JUAN ARIAS Río de Janeiro 9 NOV 2007 - 00:18 CET

La ciudad brasileña de Río de Janeiro ha sido de nuevo escenario de episodios de violencia, con muertos y heridos en enfrentamientos entre policías y traficantes de droga, coincidiendo con la presencia del canadiense Philip Alston, relator especial de la ONU sobre ejecuciones extrajudiciales.

La policía militar mató ayer a cuatro presuntos traficantes de droga en la favela Jorge Turque en la zona norte de la ciudad, la más pobre. La víspera, un grupo de traficantes armados atacaron una cabina de la policía y acribillaron a dos militares en la entrada de la favela de Andaraí, en el barrio de Grajaú.

Según el gobernador del Estado de Río, Sergio Cabral, que ha prometido guerra sin cuartel a los narcos que dominan las principales favelas de las 620 que tiene Río, la policía tiene que actuar con contundencia, ya que, dijo, "se trata de una guerra donde hay territorios, barrios enteros ocupados por la mala vida y no podemos permitirlo ni achantarnos".

El observador de la ONU, que desde el miércoles está visitando las favelas y hablando con las familias que han denunciado atropellos de la policía brasileña —considerada la que más mata del mundo—, ha sido informado de que, días atrás, la justicia puso en libertad a 43 policías militares del 15 Batallón de Río encarcelados, acusados de tráfico de drogas y de connivencia con los narcotraficantes.

La justicia no aceptó las acusaciones de la fiscalía, que había pedido prisión para ellos. Al abandonar la cárcel, los 43 policías hicieron una exhibición festiva de su alegría, en la que incluso lanzaron cohetes, algo que ha sido duramente censurado por el ministro de Justicia, Tarso Genro. Según el ministro, ciertas decisiones de la justicia, aunque deban ser acatadas, "no dejan de chocar a la opinión pública".

Al mismo tiempo, existe una polémica soterrada entre el gobernador Cabral, partidario de la mano dura, que cree que la policía tiene que matar para defenderse, y el ministro Genro, perteneciente a la izquierda de su misma formación política, el Partido de los Trabajadores.

Genro es amigo personal del presidente, Luiz Inácio Lula da Silva, y uno de los posibles candidatos a la presidencia en 2010. Tarso advirtió ayer que cuando la policía "se excede tiene que ser duramente castigada". Para él, la violencia en las favelas se resuelve más bien con "una política preventiva y con una policía bien preparada, entrenada, con capacidad técnica de represión contra el crimen".
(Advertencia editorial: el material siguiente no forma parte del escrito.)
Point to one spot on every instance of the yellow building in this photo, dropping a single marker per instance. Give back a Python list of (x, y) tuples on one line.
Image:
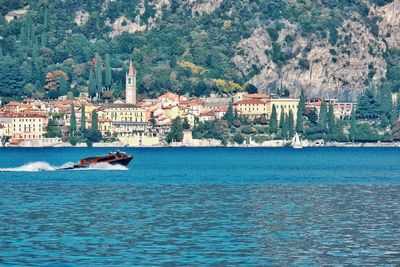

Precisamente, lo que se censura de la policía brasileña es que se trata de un cuerpo de escasa formación y mal pagado, y que además disfruta de una enorme impunidad.

Esto es exactamente lo que está investigando el representante de la ONU durante su visita a Río de Janeiro. Tras ella, Alston presentará al Gobierno brasileño un informe sobre sus descubrimientos.